A lesson hard learned. The battle against his nature—against self—was lost, and he was weary of the war that had raged inside for far too long. A vampire's very nature is to kill.
“May I get you a drink?” The flight attendant, a delectable redhead, gazed at him with mahogany eyes.
If you only knew.
He smiled and shook his head. “No thank you.”
Tristan had taken a dangerous risk by refusing to erase their last night together from Holly's memory. The steadfast disbelief in his kind, fostered by The Vampyre, more or less insured that if Holly Pritchard recalled the dead woman and the blood, she'd dismiss it as a bad dream. Before he had eased her to sleep and carried her to her apartment, he'd placed a powerful mind block on any recollection of what she'd seen in his bedroom and the intimacy of their only Kiss. If visions surfaced, her head would hurt and the memory would disappear with the pain.

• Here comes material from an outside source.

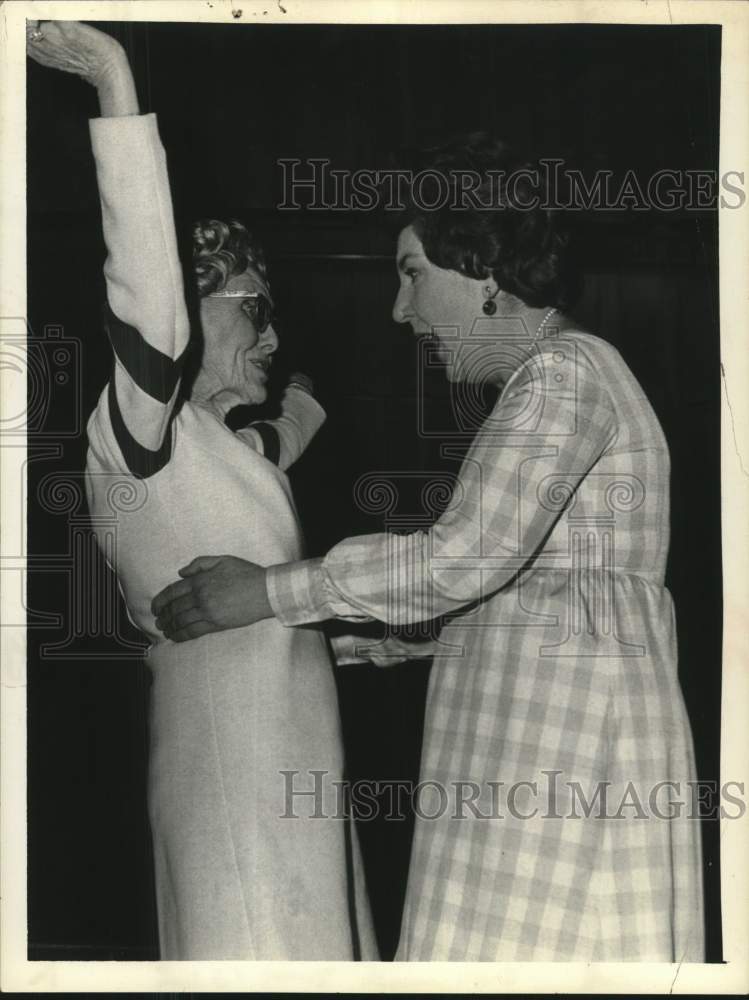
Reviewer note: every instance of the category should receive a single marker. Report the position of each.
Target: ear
(489, 287)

To explain his sudden exit, Tristan had implanted a suggestion that they'd argued and she'd stormed out of his place, shouting that she never wanted to see him again.
He studied his translucent nails. Damn. He hadn't intended to hurt Holly. He hurt but there was no remedy for it. He'd planned to break up with her before she caught him taking a victim. For several weeks, his demons had been beckoning him home.
Tristan rested his forehead against the window, his thoughts shifting to the woman who understood his needs and accepted what he was. The woman he truly loved. The woman he'd fled for fear of falling in love.
“Carol,” he whispered, willing her to hear.
Tristan McLachlan was going home to his Black Swan.